I spent the last few days at the Cancer Treatment Centers of America.This hospital is just outside of the "wasteland" that is Phoenix. And I think something good is coming out of there.

If you get a chance, click on the patient services link on the webpage. I think you will get a taste of how this hospital is different.

At first glance, it may just look like a cancer hospital for rich folk, where you can be pampered as you live with the dread disease.

Yes, it is a very nice place, but it is that way for a reason. The purpose of all the amenities is to work to restore hope and dignity to those that have cancer.

The founder of the Centers had a mother who died of cancer. After being a firsthand witness to, not just her battle with the disease, but the battle over her care, he vowed to change the way cancer is treated.

And, they are working hard to do just that. They understand that care for the ill is not just about treating a physical problem, but helping the person with the problem find hope, peace and healing.

I am not intending to toot their horn too much, but I have come to a better understanding of the philosophy of care they promote, and I hope to apply that to the "care" that I give to those assigned to my life.

Tuesday, February 10, 2015

Flicks Full of Faith


 Here's a couple of movies I took in last week that had some common themes. Thought I'd share a little.

The first is not yet released to theaters. Every so often, I get invitations to go check out screenings for upcoming movies so I can let everyone know how much they need to go see it. So, Ethan and I went to see Do You Believe the other night.

I'll review it and remind you of it in more depth later on, so I can do my part in paying them back for the privilege of seeing it before all of you. But for now, I think it is sufficient to give you just a few words about it.

This movie, starring (among others) Lee Majors, Mira Sorvino, Cybil Shepherd, Brian Bosworth and Sean Astin, is made by Pureflix,  the same folks who made the surprise hit, God's Not Dead. Their latest offering is designed to promote the idea that if one truly believes in the Cross of Jesus, it should make a radical difference in one's life.  As I said, I'll do more of a review later, but for now you might want to know that it was surprisingly lacking in the "cheese" factor that is often so prevalent in the genre. If you at all believe, this one is worth watching.


The Other one, I had to pay Redbox $1.62 to watch. Starring Colin Firth and Emma Stone, Magic in the Moonlight is (as IMDB says) "A romantic comedy about an Englishman brought in to help unmask a possible swindle. Personal and professional complications ensue."

While I am not trying to toss you a spoiler, one interesting tidbit of note.
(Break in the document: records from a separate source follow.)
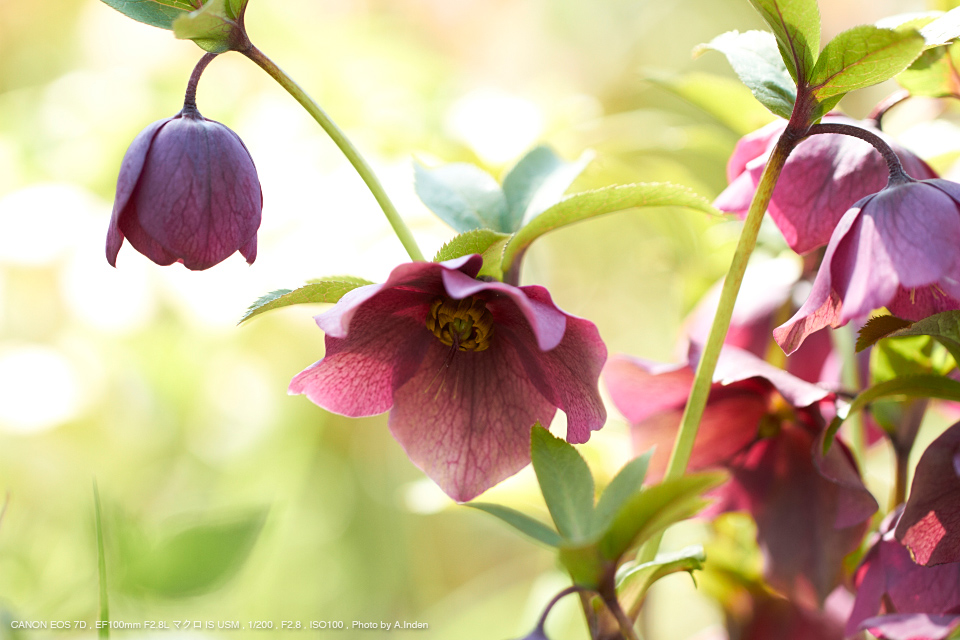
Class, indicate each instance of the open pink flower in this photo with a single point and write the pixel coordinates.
(823, 177)
(895, 249)
(467, 367)
(188, 192)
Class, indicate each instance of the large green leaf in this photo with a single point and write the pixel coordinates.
(589, 204)
(194, 559)
(654, 509)
(862, 57)
(565, 481)
(464, 196)
(521, 522)
(325, 290)
(538, 181)
(796, 25)
(627, 483)
(754, 57)
(157, 13)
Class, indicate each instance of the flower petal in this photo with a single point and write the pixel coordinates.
(464, 417)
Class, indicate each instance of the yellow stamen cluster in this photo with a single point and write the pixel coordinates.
(466, 324)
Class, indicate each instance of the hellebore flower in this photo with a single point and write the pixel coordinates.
(761, 424)
(930, 525)
(188, 192)
(823, 177)
(916, 602)
(467, 367)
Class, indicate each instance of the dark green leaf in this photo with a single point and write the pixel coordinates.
(325, 290)
(627, 482)
(878, 327)
(654, 509)
(521, 522)
(488, 244)
(538, 181)
(195, 559)
(634, 582)
(862, 57)
(796, 25)
(586, 205)
(157, 13)
(565, 481)
(754, 57)
(916, 386)
(464, 196)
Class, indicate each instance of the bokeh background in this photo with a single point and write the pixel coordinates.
(140, 379)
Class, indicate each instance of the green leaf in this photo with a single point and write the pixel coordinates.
(325, 290)
(878, 327)
(488, 244)
(634, 582)
(934, 73)
(464, 196)
(627, 483)
(521, 522)
(727, 100)
(654, 509)
(565, 481)
(754, 57)
(796, 25)
(195, 559)
(915, 386)
(156, 13)
(862, 57)
(538, 181)
(588, 204)
(214, 27)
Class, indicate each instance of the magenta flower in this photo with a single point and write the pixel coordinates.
(188, 192)
(895, 249)
(761, 423)
(466, 367)
(823, 177)
(930, 525)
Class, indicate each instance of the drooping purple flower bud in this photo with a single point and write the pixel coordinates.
(188, 192)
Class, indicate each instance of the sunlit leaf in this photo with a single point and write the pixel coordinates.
(325, 290)
(521, 522)
(565, 481)
(862, 57)
(756, 61)
(796, 25)
(586, 205)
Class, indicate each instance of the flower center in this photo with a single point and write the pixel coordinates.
(465, 324)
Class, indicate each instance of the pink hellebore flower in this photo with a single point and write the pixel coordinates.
(897, 249)
(823, 177)
(188, 192)
(465, 366)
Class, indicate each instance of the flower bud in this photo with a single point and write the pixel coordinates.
(188, 192)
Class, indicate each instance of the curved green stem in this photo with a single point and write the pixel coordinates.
(341, 140)
(703, 379)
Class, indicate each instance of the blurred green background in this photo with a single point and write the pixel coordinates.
(138, 376)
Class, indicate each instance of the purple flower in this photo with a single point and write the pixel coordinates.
(930, 525)
(466, 366)
(188, 192)
(824, 175)
(761, 424)
(895, 249)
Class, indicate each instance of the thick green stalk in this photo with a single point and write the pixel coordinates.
(341, 140)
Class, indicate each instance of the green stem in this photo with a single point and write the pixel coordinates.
(341, 140)
(104, 631)
(703, 379)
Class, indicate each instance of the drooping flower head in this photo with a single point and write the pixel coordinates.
(895, 249)
(823, 177)
(465, 367)
(188, 192)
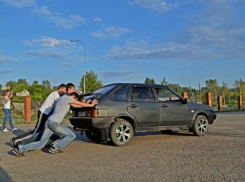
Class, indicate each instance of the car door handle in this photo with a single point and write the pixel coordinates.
(163, 105)
(132, 105)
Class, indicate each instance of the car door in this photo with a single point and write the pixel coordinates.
(142, 104)
(172, 110)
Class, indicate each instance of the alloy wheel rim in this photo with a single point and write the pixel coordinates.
(123, 133)
(202, 125)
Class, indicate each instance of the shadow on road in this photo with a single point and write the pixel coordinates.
(227, 134)
(16, 133)
(4, 177)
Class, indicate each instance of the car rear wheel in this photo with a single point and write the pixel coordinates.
(121, 133)
(201, 125)
(94, 135)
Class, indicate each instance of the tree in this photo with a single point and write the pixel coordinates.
(35, 83)
(10, 85)
(91, 82)
(149, 81)
(225, 91)
(164, 81)
(212, 86)
(240, 86)
(46, 85)
(55, 88)
(176, 87)
(22, 81)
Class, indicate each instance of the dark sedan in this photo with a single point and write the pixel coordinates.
(125, 108)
When the 'Englishman" comes to believe in the reality of the psychic powers of Emma Stone's character, it also opens his mind to belief in and prayer to God. I suppose in Woody Allen's mind, belief in psychic powers and  believe in the Almighty are pretty much one in the same.
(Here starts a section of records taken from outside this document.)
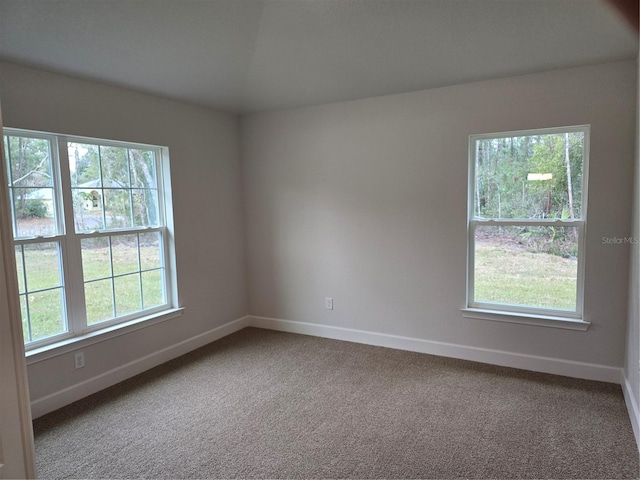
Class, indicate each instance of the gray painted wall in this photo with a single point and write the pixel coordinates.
(362, 201)
(206, 191)
(365, 202)
(632, 361)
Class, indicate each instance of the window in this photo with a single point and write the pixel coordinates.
(90, 232)
(526, 222)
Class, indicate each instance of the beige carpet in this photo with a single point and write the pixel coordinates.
(262, 404)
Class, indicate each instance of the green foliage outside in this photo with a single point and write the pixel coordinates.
(46, 307)
(510, 275)
(34, 209)
(535, 177)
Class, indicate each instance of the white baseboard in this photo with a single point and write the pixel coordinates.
(59, 399)
(555, 366)
(633, 409)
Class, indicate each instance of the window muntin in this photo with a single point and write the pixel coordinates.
(113, 187)
(122, 274)
(527, 214)
(111, 226)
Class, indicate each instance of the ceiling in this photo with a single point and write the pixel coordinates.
(256, 55)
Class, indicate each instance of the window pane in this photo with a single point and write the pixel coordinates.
(84, 164)
(19, 268)
(150, 251)
(127, 290)
(115, 167)
(124, 251)
(153, 288)
(143, 169)
(46, 313)
(30, 172)
(26, 330)
(99, 301)
(96, 258)
(29, 162)
(42, 266)
(526, 266)
(145, 208)
(117, 206)
(529, 177)
(34, 212)
(87, 209)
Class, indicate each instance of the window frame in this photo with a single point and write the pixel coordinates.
(69, 243)
(569, 319)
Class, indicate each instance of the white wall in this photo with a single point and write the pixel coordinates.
(632, 360)
(206, 190)
(365, 202)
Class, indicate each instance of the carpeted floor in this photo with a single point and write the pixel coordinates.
(263, 404)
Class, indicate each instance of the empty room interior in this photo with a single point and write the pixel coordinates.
(318, 188)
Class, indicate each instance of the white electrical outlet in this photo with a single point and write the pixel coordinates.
(78, 359)
(328, 303)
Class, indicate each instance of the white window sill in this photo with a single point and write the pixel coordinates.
(71, 344)
(526, 319)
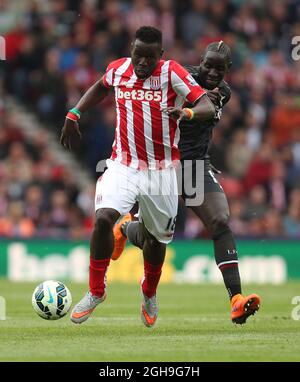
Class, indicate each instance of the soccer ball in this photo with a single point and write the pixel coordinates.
(51, 300)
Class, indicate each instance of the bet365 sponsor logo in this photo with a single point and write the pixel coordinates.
(140, 95)
(2, 308)
(296, 49)
(2, 48)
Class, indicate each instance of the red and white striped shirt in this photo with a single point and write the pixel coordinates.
(146, 136)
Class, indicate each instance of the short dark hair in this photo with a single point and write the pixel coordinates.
(149, 35)
(222, 48)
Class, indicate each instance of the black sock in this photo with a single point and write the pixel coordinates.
(134, 233)
(227, 261)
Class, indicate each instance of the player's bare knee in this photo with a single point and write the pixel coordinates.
(105, 221)
(220, 224)
(153, 242)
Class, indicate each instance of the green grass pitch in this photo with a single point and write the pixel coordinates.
(193, 325)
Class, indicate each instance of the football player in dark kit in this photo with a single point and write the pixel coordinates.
(194, 144)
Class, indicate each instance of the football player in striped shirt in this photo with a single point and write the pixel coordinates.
(149, 93)
(212, 210)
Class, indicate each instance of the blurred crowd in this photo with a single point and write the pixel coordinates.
(56, 49)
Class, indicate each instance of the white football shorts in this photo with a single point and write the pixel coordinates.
(155, 190)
Putting that aside, this is a movie driven by witty dialogue, which I think is becoming harder and harder to find in modern cinema. Colin Firth is a master of witty dialog and I found this one altogether entertaining.
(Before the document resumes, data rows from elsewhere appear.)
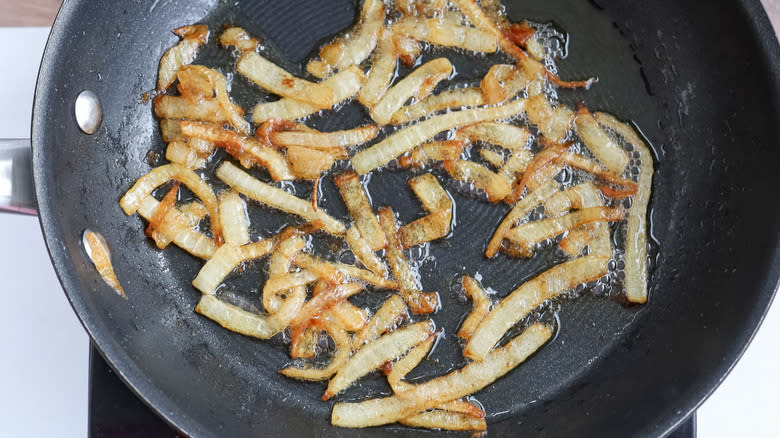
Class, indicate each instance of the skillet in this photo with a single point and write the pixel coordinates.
(705, 97)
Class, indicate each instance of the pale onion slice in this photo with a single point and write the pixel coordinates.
(525, 237)
(356, 200)
(373, 355)
(225, 260)
(503, 82)
(98, 252)
(337, 271)
(194, 211)
(181, 54)
(460, 383)
(363, 252)
(176, 228)
(325, 140)
(494, 185)
(179, 107)
(636, 233)
(438, 223)
(480, 307)
(345, 85)
(292, 280)
(583, 163)
(445, 420)
(595, 235)
(277, 80)
(510, 137)
(529, 296)
(389, 316)
(247, 323)
(275, 197)
(162, 174)
(408, 138)
(458, 98)
(554, 124)
(492, 156)
(234, 218)
(418, 302)
(522, 208)
(606, 150)
(247, 149)
(340, 356)
(516, 164)
(238, 38)
(417, 84)
(279, 265)
(181, 153)
(432, 152)
(448, 32)
(383, 67)
(404, 365)
(323, 301)
(356, 46)
(305, 345)
(350, 316)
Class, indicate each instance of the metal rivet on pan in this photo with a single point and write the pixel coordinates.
(89, 113)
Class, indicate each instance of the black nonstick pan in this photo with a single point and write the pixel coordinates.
(701, 80)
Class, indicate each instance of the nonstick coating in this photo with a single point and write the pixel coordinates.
(700, 78)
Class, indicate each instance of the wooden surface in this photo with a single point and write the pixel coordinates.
(42, 12)
(28, 12)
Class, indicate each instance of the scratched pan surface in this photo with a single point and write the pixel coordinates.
(700, 79)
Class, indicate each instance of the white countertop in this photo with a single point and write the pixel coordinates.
(44, 365)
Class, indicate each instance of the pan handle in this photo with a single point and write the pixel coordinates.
(17, 192)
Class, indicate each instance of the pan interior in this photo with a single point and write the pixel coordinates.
(655, 71)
Seen anything worth noting on the screen lately?

Wednesday, February 4, 2015

Bone Cancer in Children!?!

Making the rounds in recent days is a clip of prominent atheist apologist Steven Fry giving what would be his response, were he to meet God at the pearly gates.

His response was to describe his angry diatribe towards a God that would create and allow bone cancer in children. He wonders aloud why he should respect a "....stupid ....God...who creates a world so full of injustice and pain."

A God that presents himself as an "...all seeing...all wise...all kind God...", but behaves like a total maniac.

It is easy to see his point.

Who wouldn't be unhappy at a personality that made the world like it is.

However, the God he is addressing is not the one we find in the biblical account of who God is. I know I am an oddball to still believe what an ancient scripture teaches about this kind of stuff, but I do.

In the Bible, God is portrayed as having lovingly crated a perfect world and having lovingly given mankind a chance to live in that perfect world, or to freely choose to walk away from perfection and introduce death, destruction, injustice, pain and even bone cancer in children into their lives. Looking around, I think we can see what we chose, thinking we knew what was best.

In my opinion, if we want to find the maniacs that made this world such a tough place, we certainly don't need to look to God. We just need to look at ourselves.

Check out Steven Fry's answer here, and go to a motel and read the first Chapter in the book you find there for the other version.